Most predictions indicate that climate change scenarios, with global warming, could affect agriculture and increase and change the threat of fungal invasion of crops so a rapid, low-cost, high-throughput analytical approach for mycotoxin detection in the field would support the industry in making rapid management decisions on the acceptance or rejection of a lot, according to various researchers.
Professor Rudolf Krska, who is based at the University of Natural Resources and Life Sciences, Vienna (BOKU), was speaking about the advances, to date, in mycotoxin analysis at dsm-firmenich’s World Nutrition Forum (WNF) in Cancun earlier this month.
“It is remarkable that there has not been any noteworthy progress in nearly 10 years. That is frustrating. The major breakthroughs were between 2005 and 2015, and in the lab-based environment,” he told this publication.
The fastest techniques available for analysis of regulated toxins today, said Prof Krska, are ones based on liquid chromatography coupled to tandem mass spectrometry (LC-MS/MS), the method considered the gold standard in mycotoxin analysis over the past two decades, along with immunoanalytical methods for the rapid screening of mycotoxins - enzyme linked immunosorbent assays (ELISA), and lateral flow assays.
“With mass spectrometry, we are now able to detect, certainly in my lab, 1,400 contaminants in 45 minutes,” he said.
Though, he said, LC-MS/MS based methods still require expensive equipment and highly trained personnel.
Lateral flow tests
ELISA methods are commercially available and routinely used. Assessment of mycotoxin contamination can be performed with ELISAs in 30 minutes to two hours. Easy-to-use lateral flow assays (LFAs) allow for rapid semi-quantitative screening with measurement times of five to ten minutes, excluding sample preparation time.
Both approaches require only minimal sample preparation, which involves homogenization and extraction thanks to the selectivity of the employed antibodies.
ELISA methods are ideal for checking incoming raw grain rather than complex feed, he said. Lateral flow devices are useful for pre- and post-harvest checks.
However, both assay types are still relatively labor and consumable intensive, they suffer from cross-reactivities, matrix interferences and require basic laboratory skills and equipment, he explained.
Spectroscopy methods
So a wide variety of spectroscopic methods has been assessed for mycotoxin analysis including, infrared (IR), Raman, fluorescence, surface plasmon resonance and X-Ray spectroscopy, as well as imaging techniques.
Among those, IR spectroscopy has a long history in the analysis of agricultural crops. IR spectrometers are relatively cheap and often no solvents are required, rendering IR spectroscopy as a green analytical technique, he said.
Operation of a routine IR spectrometer is straightforward, allowing sample throughput times of two minutes, and, thus, reducing the cost per analysis down to a few dollars, once a proper calibration is established. “However, the lack of sensitivity and the overlapping absorption characteristics of major sample matrix components prevent the direct determination of food contaminants, such as mycotoxins, at trace levels."
By measuring fungal-induced matrix changes with near IR and mid IR (MIR) spectroscopy as well as hyperspectral imaging in the carbohydrate and protein region, researchers have realized the indirect determination of mycotoxins in food crops, he explained in a paper.
Additional studies underline that such IR spectroscopic platforms have immense potential for rapid analysis of toxins along the food and feed supply chain, said the specialist.
IR spectroscopy would seem to be the ideal candidate for in field or on-site analysis, added Prof Krska.
Tyska et al. (2021) explored near-IR spectroscopy (NIRS) to quantitatively predict fumonisins and zearalenone in Brazilian corn samples. They found no significant statistical difference between the 676 values obtained with the LC-MS/MS reference method and the zearalenone values predicted by NIRS for their test set. However, there are no published reports on the validation of IR methods according to official regulations.
Portable solutions
The EU funded project, PHOTONFOOD, is pursuing an approach involving novel MIR sources to develop portable solutions that enable the on-site screening of mycotoxins.

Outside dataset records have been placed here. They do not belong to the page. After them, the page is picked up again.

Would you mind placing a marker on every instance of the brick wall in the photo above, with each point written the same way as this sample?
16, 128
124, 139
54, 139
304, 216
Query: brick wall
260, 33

Such developments could, in the future, facilitate the analysis of mycotoxins, including aflatoxins, at the industry level, at the required regulatory limits, and enable the screening of mycotoxins in more complex food and feed matrices, believes Prof Krska.
The idea is to allow on-site measurement of contaminants at the required detection levels in the ppb range. PHOTONFOOD aims to develop an integrated solution that combines innovations in smart paper-based sample treatment, mid-infrared (MIR) sensing and advanced data analysis.